Le cadre conceptuel le plus approprié est celui du vivant : les risques évoluent comme une bactérie ou un virus évolue au fur et à mesure que de nouveaux moyens de l’éradiquer apparaissent. Les risques financiers sont des êtres vivants en constante évolution qui s’adaptent au fur et à mesure que les techniques de gestion des risques et de couverture évoluent.

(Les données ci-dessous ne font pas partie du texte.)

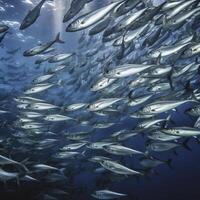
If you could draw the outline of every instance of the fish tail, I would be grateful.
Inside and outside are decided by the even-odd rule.
[[[166,161],[166,164],[170,169],[173,169],[173,167],[172,167],[172,159],[171,158]]]

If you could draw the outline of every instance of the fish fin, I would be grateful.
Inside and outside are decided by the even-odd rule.
[[[62,175],[65,175],[65,168],[61,168],[61,169],[59,169],[59,171],[60,171],[60,173],[61,173]]]
[[[173,150],[173,153],[174,153],[174,155],[178,156],[178,153],[175,149]]]
[[[188,146],[188,142],[189,142],[190,138],[187,138],[183,143],[182,146],[187,149],[188,151],[191,151],[191,148]]]
[[[64,41],[62,41],[62,40],[60,39],[60,33],[57,34],[56,39],[55,39],[55,42],[61,43],[61,44],[65,43]]]
[[[21,166],[22,168],[24,168],[24,170],[25,170],[26,172],[30,172],[29,169],[25,166],[25,164],[27,163],[28,160],[29,160],[29,158],[26,158],[26,159],[22,160],[21,162],[19,162],[20,166]]]
[[[161,53],[159,53],[159,56],[156,58],[156,64],[160,65],[161,64]]]

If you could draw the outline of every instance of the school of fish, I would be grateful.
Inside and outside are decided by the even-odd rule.
[[[24,16],[20,31],[40,20],[47,1]],[[172,168],[171,158],[160,157],[163,152],[190,150],[192,139],[199,143],[200,0],[156,6],[149,0],[113,0],[80,14],[92,1],[72,0],[63,16],[62,34],[81,33],[77,51],[56,52],[56,45],[65,43],[57,33],[24,52],[7,52],[49,66],[13,94],[15,122],[5,119],[10,135],[0,139],[0,181],[6,187],[45,185],[35,199],[81,199],[76,195],[86,189],[73,181],[82,172],[95,176],[88,199],[132,199],[113,191],[112,182],[146,179],[159,165]],[[9,32],[1,23],[0,44]],[[2,108],[0,115],[6,118],[12,109]],[[182,115],[195,124],[179,125]],[[137,138],[144,148],[135,147]]]

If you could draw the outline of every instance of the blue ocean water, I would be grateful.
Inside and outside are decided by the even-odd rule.
[[[67,0],[54,0],[56,3],[48,2],[45,4],[42,14],[37,22],[29,29],[24,31],[19,30],[20,22],[23,20],[27,11],[33,8],[38,1],[29,0],[1,0],[0,1],[0,19],[1,22],[7,24],[10,28],[10,33],[3,40],[0,47],[0,98],[1,109],[9,110],[10,113],[2,115],[0,118],[2,127],[0,128],[0,139],[9,140],[10,135],[17,133],[18,129],[15,129],[15,123],[19,116],[19,109],[16,107],[16,102],[13,101],[15,97],[20,96],[27,88],[32,84],[32,80],[41,76],[44,72],[47,72],[50,68],[49,63],[44,63],[41,66],[34,64],[35,58],[23,57],[23,52],[32,48],[40,43],[44,43],[52,40],[58,32],[61,32],[61,38],[65,41],[63,45],[57,45],[57,52],[77,52],[79,48],[78,39],[81,37],[82,32],[66,33],[66,24],[62,23],[62,17],[67,8],[69,8],[69,1]],[[86,11],[102,7],[106,5],[108,1],[94,1],[87,5]],[[84,12],[83,12],[84,13]],[[181,32],[179,33],[181,35]],[[85,36],[86,37],[86,36]],[[175,37],[175,36],[174,36]],[[93,40],[98,41],[98,36]],[[90,40],[90,39],[89,39]],[[174,40],[169,38],[168,40]],[[91,42],[91,43],[92,43]],[[9,50],[18,49],[16,54],[9,55]],[[88,45],[85,51],[91,51],[93,45]],[[85,52],[79,52],[79,55]],[[110,52],[108,52],[110,53]],[[2,59],[3,58],[3,59]],[[80,58],[80,57],[79,57]],[[91,58],[91,65],[94,62],[94,57]],[[78,63],[79,59],[74,61]],[[70,65],[70,63],[69,63]],[[73,69],[71,69],[73,73]],[[77,85],[67,82],[70,79],[70,74],[62,74],[61,78],[66,81],[65,87],[61,87],[60,90],[54,89],[48,93],[37,96],[45,97],[48,102],[56,105],[72,104],[81,102],[92,102],[96,96],[90,96],[91,92],[88,91],[86,86],[81,90],[76,89]],[[84,79],[87,75],[80,76],[80,79]],[[89,78],[88,78],[89,79]],[[88,80],[86,79],[86,82]],[[72,80],[73,82],[73,80]],[[80,83],[81,84],[81,83]],[[78,88],[78,86],[77,86]],[[198,88],[198,86],[196,86]],[[98,95],[97,95],[98,96]],[[100,97],[100,96],[99,96]],[[190,108],[193,104],[186,104],[179,107],[178,110],[172,111],[172,119],[175,121],[176,126],[189,126],[192,127],[197,118],[188,117],[184,113],[187,108]],[[108,118],[109,120],[110,118]],[[97,141],[102,138],[106,138],[107,135],[114,131],[121,129],[132,129],[136,126],[137,120],[124,119],[116,120],[116,125],[108,129],[100,129],[92,136],[92,141]],[[75,127],[74,129],[76,129]],[[1,143],[3,149],[6,151],[6,155],[10,155],[15,160],[23,160],[29,158],[30,160],[46,161],[50,162],[50,155],[52,152],[59,150],[62,146],[64,137],[60,134],[63,129],[68,132],[71,131],[70,123],[58,123],[53,127],[54,132],[57,135],[53,138],[59,140],[58,145],[52,148],[48,148],[38,154],[37,152],[29,151],[28,146],[22,148],[23,156],[21,154],[15,155],[15,148],[20,149],[20,144],[16,142],[16,146],[9,146],[10,143],[4,146]],[[78,128],[77,128],[78,129]],[[73,129],[72,129],[73,130]],[[80,129],[78,129],[80,130]],[[80,131],[84,131],[81,129]],[[45,136],[41,138],[45,139]],[[13,140],[13,137],[12,139]],[[15,141],[15,140],[13,140]],[[147,138],[145,135],[139,134],[128,141],[123,142],[125,146],[132,146],[137,150],[145,150],[145,142]],[[184,140],[181,140],[184,141]],[[13,144],[13,143],[12,143]],[[156,167],[155,172],[144,178],[138,177],[118,177],[110,173],[95,174],[94,168],[91,163],[87,163],[84,160],[66,160],[66,166],[64,166],[65,173],[67,174],[67,180],[61,180],[53,183],[46,183],[45,180],[39,182],[21,182],[17,186],[16,182],[1,184],[0,187],[0,199],[48,199],[47,197],[40,197],[41,194],[50,194],[53,189],[62,189],[67,194],[59,194],[57,199],[70,199],[70,200],[89,200],[93,199],[91,194],[95,190],[109,189],[125,193],[128,196],[122,199],[130,200],[198,200],[200,198],[199,180],[200,180],[200,158],[199,149],[200,146],[196,139],[191,138],[188,142],[190,150],[180,146],[176,149],[176,152],[167,151],[162,153],[153,153],[156,158],[167,161],[172,159],[172,166],[169,167],[166,164]],[[98,152],[100,155],[101,152]],[[108,155],[108,154],[107,154]],[[31,156],[31,158],[30,158]],[[116,156],[113,156],[117,159]],[[138,157],[126,157],[122,158],[124,164],[127,164],[130,168],[140,169],[138,165]],[[51,161],[51,164],[57,164],[57,161]],[[63,163],[62,163],[63,164]],[[59,163],[58,163],[59,165]],[[50,199],[50,198],[49,198]]]

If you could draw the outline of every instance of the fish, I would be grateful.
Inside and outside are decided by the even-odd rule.
[[[29,57],[29,56],[35,56],[38,54],[42,54],[45,51],[47,51],[53,44],[55,43],[61,43],[63,44],[64,41],[60,40],[60,33],[57,34],[55,40],[48,42],[46,44],[41,44],[39,46],[36,46],[30,50],[27,50],[23,53],[24,56]]]
[[[97,190],[91,196],[96,199],[118,199],[127,195],[110,190]]]
[[[73,0],[71,2],[70,8],[67,13],[64,15],[63,22],[67,22],[73,17],[75,17],[87,3],[90,3],[92,0]]]
[[[103,160],[100,162],[101,166],[105,169],[121,175],[142,175],[141,172],[129,169],[115,161]]]
[[[143,152],[128,148],[128,147],[124,147],[121,145],[105,145],[103,146],[103,149],[110,153],[110,154],[114,154],[114,155],[121,155],[121,156],[126,156],[126,155],[144,155]]]
[[[61,62],[61,61],[67,60],[68,58],[72,57],[73,55],[74,55],[73,53],[57,54],[57,55],[54,55],[51,58],[49,58],[48,62],[49,63]]]
[[[157,101],[144,106],[139,112],[144,115],[156,115],[194,100],[182,100],[182,101]]]
[[[124,64],[124,65],[117,66],[115,69],[105,71],[105,77],[124,78],[127,76],[132,76],[134,74],[143,72],[152,67],[155,67],[155,65]]]
[[[108,99],[99,99],[91,104],[88,105],[87,109],[89,111],[99,111],[103,110],[119,101],[121,101],[122,98],[108,98]]]
[[[74,151],[74,150],[78,150],[78,149],[84,147],[86,144],[87,144],[86,142],[73,143],[73,144],[65,145],[64,147],[62,147],[61,150]]]
[[[43,83],[45,81],[48,81],[49,79],[51,79],[55,74],[47,74],[47,75],[43,75],[40,77],[37,77],[36,79],[33,80],[34,84],[39,84],[39,83]]]
[[[20,30],[24,30],[36,22],[36,20],[40,16],[41,8],[45,2],[46,0],[41,0],[32,10],[30,10],[27,13],[27,15],[25,16],[25,18],[23,19],[20,25],[20,28],[19,28]]]
[[[0,34],[0,43],[3,41],[3,39],[5,38],[5,36],[8,34],[8,32],[4,32]]]
[[[67,121],[67,120],[73,120],[71,117],[64,116],[64,115],[47,115],[44,117],[44,120],[49,121],[49,122],[61,122],[61,121]]]
[[[49,88],[52,88],[53,86],[55,86],[55,84],[49,84],[49,83],[41,83],[41,84],[36,84],[34,85],[32,88],[24,91],[24,94],[36,94],[36,93],[40,93],[43,92]]]
[[[91,11],[89,13],[86,13],[85,15],[78,17],[68,25],[68,27],[66,28],[66,32],[80,31],[96,24],[106,15],[108,15],[116,6],[123,2],[124,0],[118,0],[107,6],[104,6],[95,11]]]
[[[166,128],[166,129],[162,129],[161,131],[168,135],[174,135],[174,136],[180,136],[180,137],[198,136],[200,134],[200,131],[198,128],[190,128],[190,127]]]
[[[180,136],[169,135],[169,134],[163,133],[162,131],[155,131],[151,134],[148,134],[147,137],[151,140],[156,140],[156,141],[161,141],[161,142],[175,141],[181,138]]]
[[[162,161],[155,158],[142,158],[140,160],[140,164],[145,168],[154,168],[162,164],[167,164],[171,168],[171,162],[172,159],[169,159],[167,161]]]
[[[28,108],[33,111],[59,109],[58,106],[49,103],[32,103],[28,105]]]
[[[0,24],[0,33],[7,32],[8,29],[9,29],[9,26],[7,26],[5,24]]]

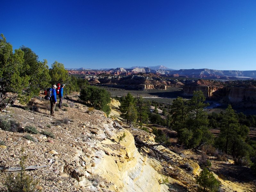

Ce changement de nature du risque financier provient de l’acte même de couverture du risque. Les produits financiers dérivés sont la clé de la compréhension de la situation actuelle et de l’évolution des crises financières. Les premiers furent les futures de taux d’intérêt, ou ce qu’on appelait lorsque j’ai commencé à travailler : les instruments à terme. La force et l’intérêt d’un dérivé est de vous permettre d’isoler un risque particulier et de vous en défaire. Un swap de taux vous permet de ne plus avoir de risque de taux sur votre crédit, en revanche vous conservez la liquidité (et le risque qu’elle représente) du crédit. Vous pouvez de même couvrir le change, un risque de conversion ou optionnel, etc. Cela étant dit, en couvrant vous transformez le risque du produit initial. Si vous couvrez un crédit à taux fixe avec un contrat de taux d’intérêt à terme, vous transformez le risque de taux à long terme en risque de taux court terme.
Les risques peuvent être ainsi transformés, mais pas éliminés. En tout cas, pas tous et pas définitivement, il ne faut jamais l’oublier. Il n’existe pas de position sans risque, jamais, jamais. Qui l’oublie, s’expose à terme plus ou moins lointain à une catastrophe.